Updated on 2023-05-06 GMT+08:00

Accessing ClickHouse Through ELB

Currently, ClickHouse is deployed in cluster mode regardless of whether replication or sharding is used. When ClickHouse provides services externally, multiple ClickHouse service nodes will be exposed and no unified access entry is available. ClickHouse provides the BalancedClickhouseDataSource class, which supports the load balancing capability by randomly allocating client's access requests to multiple nodes. However, it behaves unsatisfactorily in fault detection. Especially, the client needs to proactively detect changes of cluster nodes during scale-in or scale-out.

MRS work with Elastic Load Balance (ELB) to address the preceding issues. Figure 1 shows the deployment architecture. This architecture can automatically distribute user access traffic evenly to multiple backend ClickHouse nodes, expanding external service capabilities and improving fault tolerance. When a backend ClickHouse node becomes faulty, ELB automatically fails over access traffic to another properly running node.

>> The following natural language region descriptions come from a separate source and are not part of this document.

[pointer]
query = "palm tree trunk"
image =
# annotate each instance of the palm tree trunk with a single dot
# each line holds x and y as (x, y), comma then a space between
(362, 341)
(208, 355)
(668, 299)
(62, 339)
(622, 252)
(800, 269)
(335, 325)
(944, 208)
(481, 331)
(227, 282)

Figure 1 Accessing ClickHouse nodes through ELB

Table 1 lists the advantages of the ELB-based deployment over BalancedClickhouseDataSource.

Table 1 Differences between ELB-based deployment and BalancedClickhouseDataSource

Load Balancing Method

Difference

ELB-based deployment

  • Supports multiple request policies.
  • Supports automatic fault detection and failover.
  • Allows you to add ClickHouse backend nodes simply by changing ELB configurations.

BalancedClickhouseDataSource

  • Causes load imbalance due to random allocation of requests.
  • Lacks of sufficient fault detection capabilities.

Table 2 lists the supported protocols and ports for accessing ClickHouse through ELB. Configure them as required.

Table 2 Supported protocols and ports for accessing ClickHouse nodes through ELB

Protocol

Port Number

Used When

TCP

9000

A client request is sent to ELB to connect to ClickHouse. For example, if you run the clickhouse client command to connect to ClickHouse, set host to the private IP address of ELB.

HTTP

8123

An HTTP request is sent to ELB to connect to ClickHouse.

This section describes how to use a client to access ClickHouse through ELB. The procedure is as follows:

  • Step 1: Buy an ELB and obtain its private IP address.
  • Step 2: Add an ELB listener and configure its protocol and port.
  • Step 3: Add backend ClickHouse servers to the ELB.
  • Step 4: Use a client to access ClickHouse through ELB.

Prerequisites

  • You have created an MRS cluster and its ClickHouse instances are running properly.
  • The MRS client has been installed in a directory, for example, /opt/client. The client directory in the following operations is only an example. Change it to the actual installation directory.

Buying an ELB and Connecting It to ClickHouse Nodes

Buying an ELB and obtaining its private IP address

For details, see Creating a Shared Load Balancer.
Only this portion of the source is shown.